THE SHOUT is a 1978 British horror film directed by Jerzy Skolimowski, based on a short story by Robert Graves that was adapted for the screen by Michael Austin. The film was the first to be produced by Jeremy Thomas under his Recorded Picture Company banner.

Crossley (Alan Bates), a mysterious travelling man who invades the lives of a young couple, Rachel and Anthony Field (Susannah York and John Hurt). Anthony is a composer, who experiments with sound effects and various electronic sources in his secluded Devon studio. The couple provides hospitality to Crossley, but his intentions are gradually revealed as more sinister. He claims he has learned from an Aboriginal shaman how to produce a "terror shout" that can kill anyone who hears it unprotected.
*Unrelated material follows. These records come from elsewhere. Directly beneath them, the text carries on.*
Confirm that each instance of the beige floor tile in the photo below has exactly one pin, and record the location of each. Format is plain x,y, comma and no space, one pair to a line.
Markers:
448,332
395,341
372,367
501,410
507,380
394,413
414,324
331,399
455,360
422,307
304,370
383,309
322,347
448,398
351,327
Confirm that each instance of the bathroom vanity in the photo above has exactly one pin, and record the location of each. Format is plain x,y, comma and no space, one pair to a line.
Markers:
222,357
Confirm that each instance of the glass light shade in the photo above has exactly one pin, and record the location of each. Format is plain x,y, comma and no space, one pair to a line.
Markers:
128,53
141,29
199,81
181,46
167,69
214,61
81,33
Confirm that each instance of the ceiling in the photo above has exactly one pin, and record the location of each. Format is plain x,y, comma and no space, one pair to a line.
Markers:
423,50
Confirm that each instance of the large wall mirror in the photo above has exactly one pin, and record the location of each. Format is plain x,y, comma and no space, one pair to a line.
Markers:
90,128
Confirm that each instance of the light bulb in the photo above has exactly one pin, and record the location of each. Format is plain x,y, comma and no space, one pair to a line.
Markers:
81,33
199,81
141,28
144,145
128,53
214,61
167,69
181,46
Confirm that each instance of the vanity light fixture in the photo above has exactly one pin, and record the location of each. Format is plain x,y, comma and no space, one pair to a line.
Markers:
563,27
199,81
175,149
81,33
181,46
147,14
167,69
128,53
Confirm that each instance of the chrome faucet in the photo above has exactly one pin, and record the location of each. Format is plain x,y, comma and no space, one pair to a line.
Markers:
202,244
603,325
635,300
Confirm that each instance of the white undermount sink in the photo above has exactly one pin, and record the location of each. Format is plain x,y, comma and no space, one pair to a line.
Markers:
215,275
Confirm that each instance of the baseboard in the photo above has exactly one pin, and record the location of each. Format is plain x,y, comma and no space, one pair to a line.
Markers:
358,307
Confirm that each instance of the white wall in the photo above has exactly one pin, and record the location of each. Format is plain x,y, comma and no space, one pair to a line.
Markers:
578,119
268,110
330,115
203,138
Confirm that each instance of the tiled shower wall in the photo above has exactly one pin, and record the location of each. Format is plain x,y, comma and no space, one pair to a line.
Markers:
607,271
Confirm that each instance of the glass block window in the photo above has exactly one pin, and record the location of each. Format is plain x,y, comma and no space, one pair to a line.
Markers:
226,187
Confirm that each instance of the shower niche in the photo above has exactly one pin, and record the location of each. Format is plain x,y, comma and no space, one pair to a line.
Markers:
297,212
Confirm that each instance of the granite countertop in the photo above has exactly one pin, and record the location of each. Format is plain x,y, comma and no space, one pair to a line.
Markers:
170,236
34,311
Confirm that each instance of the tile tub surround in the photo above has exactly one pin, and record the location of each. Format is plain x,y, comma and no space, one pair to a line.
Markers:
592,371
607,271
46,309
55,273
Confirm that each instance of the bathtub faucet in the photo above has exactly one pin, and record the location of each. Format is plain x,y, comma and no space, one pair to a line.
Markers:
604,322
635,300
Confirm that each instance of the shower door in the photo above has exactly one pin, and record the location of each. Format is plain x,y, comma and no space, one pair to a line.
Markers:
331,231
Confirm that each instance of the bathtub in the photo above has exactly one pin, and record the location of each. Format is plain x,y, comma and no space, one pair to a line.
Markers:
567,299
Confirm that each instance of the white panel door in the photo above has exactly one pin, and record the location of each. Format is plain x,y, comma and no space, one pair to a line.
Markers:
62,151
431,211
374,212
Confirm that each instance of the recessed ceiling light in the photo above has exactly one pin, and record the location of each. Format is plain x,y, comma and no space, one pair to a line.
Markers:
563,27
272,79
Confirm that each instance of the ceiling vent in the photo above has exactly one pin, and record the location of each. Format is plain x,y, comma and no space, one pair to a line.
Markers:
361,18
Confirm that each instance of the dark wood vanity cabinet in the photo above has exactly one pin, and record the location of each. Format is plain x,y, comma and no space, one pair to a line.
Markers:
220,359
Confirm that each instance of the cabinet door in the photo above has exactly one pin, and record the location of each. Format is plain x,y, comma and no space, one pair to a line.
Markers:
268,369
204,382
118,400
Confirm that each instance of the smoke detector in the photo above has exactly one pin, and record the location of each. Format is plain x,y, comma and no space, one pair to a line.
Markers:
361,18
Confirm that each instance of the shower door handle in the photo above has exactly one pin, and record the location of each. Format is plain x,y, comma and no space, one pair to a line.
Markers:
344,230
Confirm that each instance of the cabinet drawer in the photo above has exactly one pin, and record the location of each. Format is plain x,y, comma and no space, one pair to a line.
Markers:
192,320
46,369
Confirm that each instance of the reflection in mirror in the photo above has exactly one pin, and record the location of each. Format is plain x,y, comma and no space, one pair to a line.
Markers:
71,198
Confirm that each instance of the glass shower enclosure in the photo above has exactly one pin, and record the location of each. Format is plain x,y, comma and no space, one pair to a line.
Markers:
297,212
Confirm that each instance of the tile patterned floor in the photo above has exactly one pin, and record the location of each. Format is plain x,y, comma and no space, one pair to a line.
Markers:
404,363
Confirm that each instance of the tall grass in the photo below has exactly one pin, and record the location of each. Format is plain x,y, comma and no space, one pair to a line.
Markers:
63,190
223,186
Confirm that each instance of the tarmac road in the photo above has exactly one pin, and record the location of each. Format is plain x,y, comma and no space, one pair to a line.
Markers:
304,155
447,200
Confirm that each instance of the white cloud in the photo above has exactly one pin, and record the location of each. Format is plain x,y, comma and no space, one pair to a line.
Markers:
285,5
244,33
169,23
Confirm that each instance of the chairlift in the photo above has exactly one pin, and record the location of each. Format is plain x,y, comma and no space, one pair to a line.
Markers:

The North Devon coastline, specifically Saunton Sands and Braunton Burrows, was used for the bulk of the location shooting. The church of St Peter in Westleigh Bideford used in church scenes

Producer Jeremy Thomas later remembered his experience making the film:

"Because I had a great director, and a quality piece of literature I managed to get a wonderful cast such as John Hurt and Alan Bates. Skolimowski had a sense of shooting style then, this was the second director who I had worked closely with, and it was fascinating watching Skolimowski work. He came from a Polish tradition, the Wajda Film School, he had a different background to other directors I had been working with in the cutting rooms or elsewhere. And it made the film much more creative to me. I saw it more as an artistic endeavour by him.

The film went to Cannes and won the Grand Prix de Jury. We were incredibly lucky and the film was appreciated by the jury. It was a very small festival then, nothing like the Cannes Film Festival of today, it was a small event in a cinema of 800 people or so."

The film's soundtrack is by Michael Rutherford and Tony Banks of the rock band Genesis. The central theme "From the Undertow" features on Banks's album A Curious Feeling.